I costi dello stoccaggio erano quelli che bruciavano tutto il guadagno della Pirelli perché la gomma è una cosa viva e non può essere lasciata ferma a lungo. Il processo di ristrutturazione non l'ho vissuto come risultato di un andamento negativo dell'azienda, ma come una necessaria evoluzione, erano processi industriali obbligati.
Le battaglie sindacali condotte in quegli anni in Pirelli sono state molto gestite, ci sono stati momenti alti, come ad esempio quando in azienda è venuto il cardinal Martini, abbiamo fatto un'assemblea aperta sui problemi del terrorismo. C'era un collegamento tra la vita della fabbrica di tutti i giorni, il momento organizzativo e l'attenzione ai temi più generali. Abbiamo fatto lo sciopero per l'equo canone, per la politica delle riforme. Noi sulle grandi battaglie politiche più generali ci siamo sempre stati.

Welfare aziendale
Avevamo la mutua aziendale Pirelli, una mutua interna che provvedeva ai rimborsi spese nel caso di visite, dal dentista o di altre visite specialistiche. Era nata all'inizio del secolo come espressione del paternalismo aziendale che era tipico delle grandi aziende in quegli anni, ma poi è evoluta e attraverso gli accordi sindacali è stato deciso un contributo anche da parte dei lavoratori che veniva raddoppiato dal datore di lavoro e prevedeva la presenza di rappresentanti dei lavoratori nella gestione. Noi avevamo Francesco Perego che è stato molto bravo e nel 1982, quando la mutua è stata chiusa, l'ha fatto in un modo estremamente favorevole per i lavoratori e quando una persona si licenziava prendeva una cifra uguale a tutto quello che aveva versato, mentre chi andava in pensione riceveva oltre alla sua quota anche la quota versata dall'azienda.
Sia io che mio marito quando siamo andati in pensione abbiamo così ricevuto una doppia liquidazione. Mio marito l'ho conosciuto in Pirelli ed era il mio delegato della Cisl. Anche mio papà aveva lavorato in Pirelli.
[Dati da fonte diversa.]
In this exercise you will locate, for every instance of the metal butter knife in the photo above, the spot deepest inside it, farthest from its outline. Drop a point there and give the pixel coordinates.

In Pirelli c'erano, oltre agli impianti sportivi, l'asilo, la Chiesa, la scuola elementare, le case del villaggio Pirelli. Tutta la zona della Bicocca era stata inizialmente pensata per i dirigenti dell'azienda, poi pian piano è stata allargata anche agli altri lavoratori. La Pirelli aveva anche le colonie per i figli dei lavoratori e io sono cresciuta frequentando queste colonie, sia a Pietra Ligure che in Valganna. Mia sorella maggiore ha frequentato le scuole medie a Milano in un istituto di suore pagato dall'azienda, anche se in quel caso tratteneva gli assegni familiari.
Con le lotte del 1968 molti sostenevano che non dovessimo utilizzare quelle strutture, che non ne avevamo bisogno, la Pirelli ha colto l'occasione per lasciarne diverse, dandole al Comune. Alcuni non capivano che ogni volta che noi dicevamo che non servivano la Pirelli diceva grazie, mentre noi della Cisl sostenevamo che fosse salario differito e quindi si dovessero difendere.